The Haute Initiative is a two-part, community-enhancement/economic development project designed to unite local groups to promote and grow Terre Haute and Vigo County.

The project’s long-term goal is to attract business, industry and others to the community by providing an online presence and video content “designed to present our community as a vibrant, dynamic place in which to live, work and play,” according to a news release.

It will have information about things to do, community services, business, government, schools, sports, restaurants and lodging. It also has links to the city, county, Terre Haute Chamber of Commerce, Terre Haute Economic Development Corp. and Terre Haute Convention and Visitors Bureau.

Terrehaute.com is described as a one-stop site for community information in Terre Haute and Vigo County.

Gibson hopes the initiative will help overcome any perception problems the community may have. “We have an outdated reputation that is not jiving with what I’m experiencing here,” Gibson said. “We need to shed our inferiority complex.”

Gibson pointed to the community’s many assets that include its museums, arts offerings and recreational opportunities. The goal of The Haute Initiative is to “showcase the great things happening here.”

In a video, Mayor Duke Bennett — who could not attend the announcement — said the city supports the effort. “One of the things we need to do more of is to celebrate and talk about the positives of our community,” he said.

Steve Witt, president of the Terre Haute EDC, described the The Haute Initiative and improved terrehaute.com as a “tremendous economic development tool.”

When business or industry is looking for a community to locate, the final decision is often about quality of life, Witt said.

“Our quality of life here is probably our best kept secret,” Witt said. He noted that executives who move here often decide to retire here because they like what the community has to offer.

Gibson’s company, Envisionary Media, is producing the updated website and a video series that spotlights community strengths; it’s an upgrade of an already existing terrehaute.com, which is owned by the Terre Haute Convention and Visitors Bureau.
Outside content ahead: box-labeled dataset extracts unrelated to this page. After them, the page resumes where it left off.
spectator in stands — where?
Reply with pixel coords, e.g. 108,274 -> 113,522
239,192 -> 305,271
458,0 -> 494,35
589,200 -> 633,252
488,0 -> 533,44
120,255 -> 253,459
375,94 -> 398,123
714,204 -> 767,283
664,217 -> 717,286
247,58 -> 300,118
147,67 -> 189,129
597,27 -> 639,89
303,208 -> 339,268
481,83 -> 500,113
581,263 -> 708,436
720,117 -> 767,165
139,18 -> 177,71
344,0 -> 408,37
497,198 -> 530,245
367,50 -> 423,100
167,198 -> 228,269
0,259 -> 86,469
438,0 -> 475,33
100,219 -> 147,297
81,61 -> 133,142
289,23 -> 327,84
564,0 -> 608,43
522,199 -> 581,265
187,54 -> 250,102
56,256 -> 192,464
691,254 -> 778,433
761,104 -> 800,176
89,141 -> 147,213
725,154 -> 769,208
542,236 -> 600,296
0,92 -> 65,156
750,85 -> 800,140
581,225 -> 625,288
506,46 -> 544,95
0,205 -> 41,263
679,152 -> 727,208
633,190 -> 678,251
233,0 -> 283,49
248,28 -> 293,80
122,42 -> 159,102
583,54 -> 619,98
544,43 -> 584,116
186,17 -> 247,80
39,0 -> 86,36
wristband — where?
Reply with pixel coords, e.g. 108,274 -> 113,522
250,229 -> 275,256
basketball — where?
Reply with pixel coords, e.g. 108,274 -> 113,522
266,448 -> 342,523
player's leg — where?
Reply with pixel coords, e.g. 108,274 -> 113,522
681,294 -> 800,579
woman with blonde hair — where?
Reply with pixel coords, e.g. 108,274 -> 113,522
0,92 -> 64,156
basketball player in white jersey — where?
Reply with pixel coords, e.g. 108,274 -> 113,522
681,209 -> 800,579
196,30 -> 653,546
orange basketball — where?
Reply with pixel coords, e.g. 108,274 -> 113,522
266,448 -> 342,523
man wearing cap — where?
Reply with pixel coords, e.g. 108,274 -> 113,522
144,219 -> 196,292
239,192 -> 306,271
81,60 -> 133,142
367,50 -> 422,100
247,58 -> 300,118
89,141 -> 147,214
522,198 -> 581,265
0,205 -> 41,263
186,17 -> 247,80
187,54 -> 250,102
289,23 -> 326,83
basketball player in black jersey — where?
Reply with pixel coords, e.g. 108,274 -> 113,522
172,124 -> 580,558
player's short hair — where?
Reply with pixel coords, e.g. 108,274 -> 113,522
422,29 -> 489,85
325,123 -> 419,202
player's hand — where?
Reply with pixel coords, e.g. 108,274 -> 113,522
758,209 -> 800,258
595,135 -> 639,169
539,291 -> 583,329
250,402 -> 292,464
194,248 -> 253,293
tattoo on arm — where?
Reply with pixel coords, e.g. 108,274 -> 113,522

Gibson describes the project as a grass roots coalition, with several local entities supporting the project, including the city, Terre Haute CVB, Terre Haute Chamber of Commerce, Terre Haute EDC, Indiana State University, Rose-Hulman Institute of Technology, Saint Mary-of-the-Woods College, Terre Haute Savings Bank, Thompson Thrift and Vigo County Public Library.

The first-year budget is $138,000, and much of the funding will go for marketing. The Haute Initiative has raised about 40 percent of its budget and continues to look for partners and financial support, Gibson said.

There is a cap of $26,000 on how much any one entity can donate, Gibson said. “We want to make sure it is a unified front” made up of several organizations, he said.

Envisionary Media has been working on the project for about eight months.

Also speaking at the event was Dave Patterson, executive director of the Terre Haute Convention and Visitors Bureau. “This is our look. This is the look of our community,” he said of the revamped website.

Patterson attributed the revised website in part to the efforts of Gibson and Karrum Nasser, president of the Terre Haute City Council, who also is a member of the Convention and Visitors Bureau board. Gibson provides the creative talent, while Nasser “saw the need to branch this to a lot of different players that maybe hadn’t been involved in the past.”